Demi-fromage et demi-mesure

Cela n’a hélas pas empêché l’annonce par Santé publique France, vendredi 1er juin, du décès d’un jeune patient atteint d’un SHU. Dans la foulée, le site du ministère de la Santé annonçait que les enquêtes menées par les autorités sanitaires à la suite de ce nouveau cas avaient permis d’identifier des lots supplémentaires de reblochons qui n’avaient pas été visés par les premières procédures de rappel. L’État élargissait donc encore une fois le retrait, cette fois à des demi-reblochons portant le numéro d’estampille 74.289.050 et au fromage LeTartiflard (un fromage de Savoie au lait cru) produits sur le site à la même période.
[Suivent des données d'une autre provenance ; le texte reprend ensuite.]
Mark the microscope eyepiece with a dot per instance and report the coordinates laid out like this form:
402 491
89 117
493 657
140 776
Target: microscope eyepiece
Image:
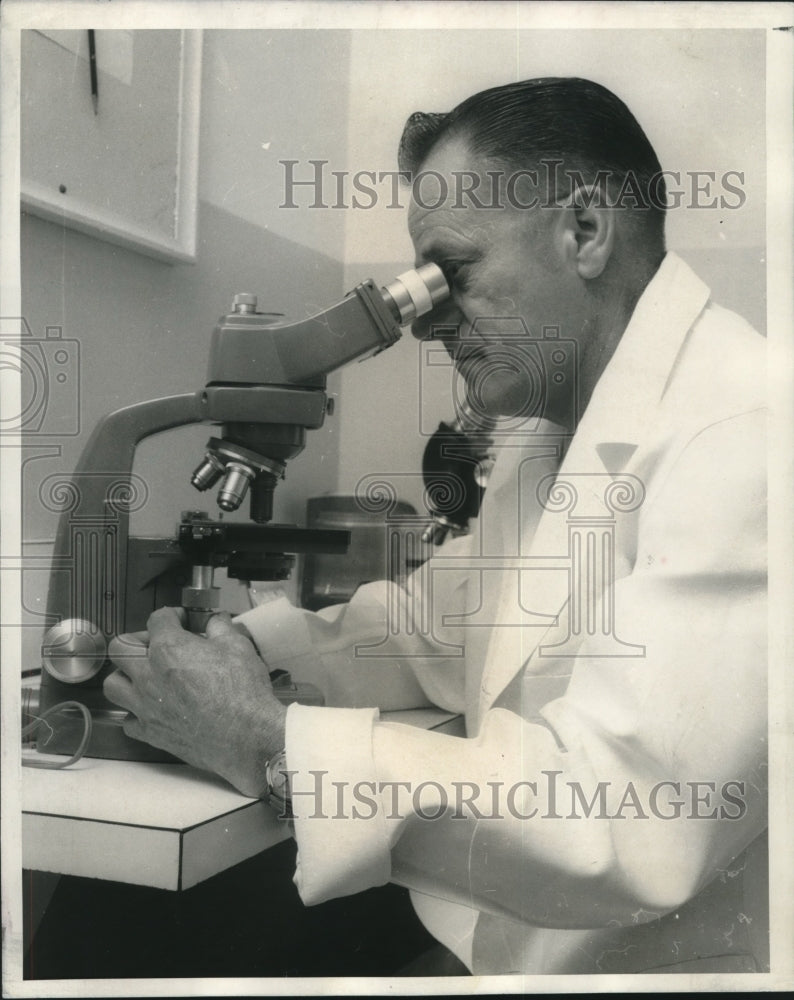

Cette procédure à multiples rebondissements n’est pas sans rappeler la très récente affaire Lactalis au cours de laquelle plusieurs listes de produits au rappel incomplètes ont été diffusées avant qu’un document a priori exhaustif soit disponible, à la plus grande exaspération des consommateurs.

L’entreprise Chabert met à la disposition des consommateurs le numéro de téléphone suivant : 0 800 94 52 35, ouvert de 8 h à 19 h.

Rappelons enfin que, selon les recommandations des autorités sanitaires, les jeunes enfants doivent éviter les fromages à pâte molle au lait cru (reblochon, morbier) sauf s’ils sont cuits (tartiflette, etc.), la chaleur détruisant la bactérie E. coli. On leur préférera donc les fromages au lait pasteurisé. Cette recommandation vaut également pour les femmes enceintes et les personnes immunodéprimées.